Many of JWOC’s Scholarship students study Teaching English at university, and as part of their development many of them have to demonstrate their skills in the classroom. The lucky few get to go abroad to practice their skills on a new audience. Over the past few years, six JWOC scholarship students have attended their teaching practicum abroad, so we caught up with the most recent, Dany Pem, to understand her experience.
How and why you were chosen to attend the Practicum in Thailand?
For 4th years studying Teaching English as a Foreign Language (TEFL) at the University of South-East Asia (USEA), every student has to complete a teaching practicum in order to complete your degree. As a TEFL student, the practicum is very important as we’re trained in how to teach and we can now apply what we’ve leant so far in the classroom. Of the students in my year, 85% conduct the practicum in Cambodia and 15% in Thailand. If a student can have the opportunity to conduct the practicum in Thailand they will gain new experiences and credit, so everyone wishes to do it in Thailand. In order to be chosen to conduct my practicum in Thailand, I have to prepare from my first year at university. First, I have to be an outstanding student with my GPA above 3.5; second, I have to get a passport; and third, I have to save some money for living as the school won’t pay food for you during your time away. Having experience in teaching is also a great addition as you will more be confident; as an adult English teacher in JWOC now for 3 years and a full-time teacher I have experience in teaching both adult and children, so during the practicum I was confident in my ability to use my skills in the classroom.

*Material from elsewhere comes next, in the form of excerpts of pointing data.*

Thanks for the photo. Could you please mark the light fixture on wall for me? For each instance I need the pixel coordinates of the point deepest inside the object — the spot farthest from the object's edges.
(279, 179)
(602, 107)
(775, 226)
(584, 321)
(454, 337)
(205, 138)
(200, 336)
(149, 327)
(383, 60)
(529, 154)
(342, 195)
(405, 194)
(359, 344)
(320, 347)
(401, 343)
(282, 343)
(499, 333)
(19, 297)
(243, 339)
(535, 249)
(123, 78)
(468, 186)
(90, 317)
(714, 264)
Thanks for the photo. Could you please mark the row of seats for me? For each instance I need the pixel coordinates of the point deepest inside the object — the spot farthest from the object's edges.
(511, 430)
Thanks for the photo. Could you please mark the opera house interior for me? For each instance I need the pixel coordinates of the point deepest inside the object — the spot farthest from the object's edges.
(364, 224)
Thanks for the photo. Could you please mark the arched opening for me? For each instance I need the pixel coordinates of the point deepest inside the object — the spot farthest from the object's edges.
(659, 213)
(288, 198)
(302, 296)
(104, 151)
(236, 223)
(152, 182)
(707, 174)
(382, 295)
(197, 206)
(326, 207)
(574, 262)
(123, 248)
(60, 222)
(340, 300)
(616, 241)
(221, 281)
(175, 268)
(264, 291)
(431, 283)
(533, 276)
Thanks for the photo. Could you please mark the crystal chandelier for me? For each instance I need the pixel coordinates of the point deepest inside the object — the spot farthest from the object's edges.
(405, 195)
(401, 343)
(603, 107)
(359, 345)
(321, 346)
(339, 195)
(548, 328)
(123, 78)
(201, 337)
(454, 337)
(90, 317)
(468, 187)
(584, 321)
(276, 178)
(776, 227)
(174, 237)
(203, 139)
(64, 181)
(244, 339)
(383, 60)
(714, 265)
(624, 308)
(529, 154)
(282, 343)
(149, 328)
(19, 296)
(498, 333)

What were the intended outcomes of the Practicum?
The practicum lasted for just under 2 weeks, from 10th to 23rd March 2017 at Ubon Ratchathani Rajabhat University. There were 8 Cambodian students with one supervisor from USEA. We were warmly welcomed by the Director of the English department, and allowed to stay in an apartment near by the university (normally students stay in university dormitory) which was very convenient for us. My main purpose for conducting the practicum in Thailand was to gain more experience teaching foreign students. I think Thai students are very competitive, active and polite, so the activities that I should apply must be competitive as well. Second, I want to see how English is taught and learnt in other countries; Thai students rarely speak English in the class, but they love to practice English with foreigners. And third, I wanted to know about Thai culture, it was my first time being out of Cambodia and these experiences are really important for me, especially in a school.
What did you do during the practicum and your time in your time in Thailand?
In order to complete the practicum, I need to complete at least 3 sessions teaching. Unfortunately, most classes were finished and on holiday before exams so there were very few classes left, so we taught in groups and pairs. Before I could teach my own class I needed to observe the associate teacher to learn and understand new ideas and techniques and then prepare my lesson plans two days beforehand. It was my first-time teaching in a pair, at first I found it hard to work together during the planning because the time have for a class is less than an hour, we had to plan any activities that were short and effective. Everyone came up with different ideas, so we needed to agree on the best one. However, everything was smooth and easy during the lesson, we shared roles and helped each other running the activities in a smooth and punctual way. There was lots of involvement from the Thai students; they are polite, enthusiastic and eager to learn. They also like being competitive which make the class lively. I completed 3 short sessions as required, and working in group was great as we learnt a lot of activity ideas from them. I learnt to work in a team and share what my knowledge and experience too.
Besides teaching, we also spent time travelling, shopping, eating, and doing traditional dancing for cultural exchange performance. The culture exchange day happened on the 22nd March. Thai and Cambodian students showed our traditional dancing to represent both countries. And then we presented about Cambodia, including Cambodian culture, tourism, symbols and lifestyle. It is a chance for Thai students to understand Cambodia because one day they might have their practicum in Cambodia, too.
How has the trip impacted you and your degree?
Most of the students want to conduct the teaching practicum in Thailand to gain new experiences teaching foreign students. The most experience I gained came from observing my friends and the associate teacher, so I can apply their techniques into my teaching. Next, is to gain credit. The certificate from an outside country will identify that I’m an outstanding student, so it helps me to apply for other courses and improve my employability. I also got to see new cultures outside Cambodia, to taste new foods and to talk to new people. Even though it was only two weeks, I learnt a lot!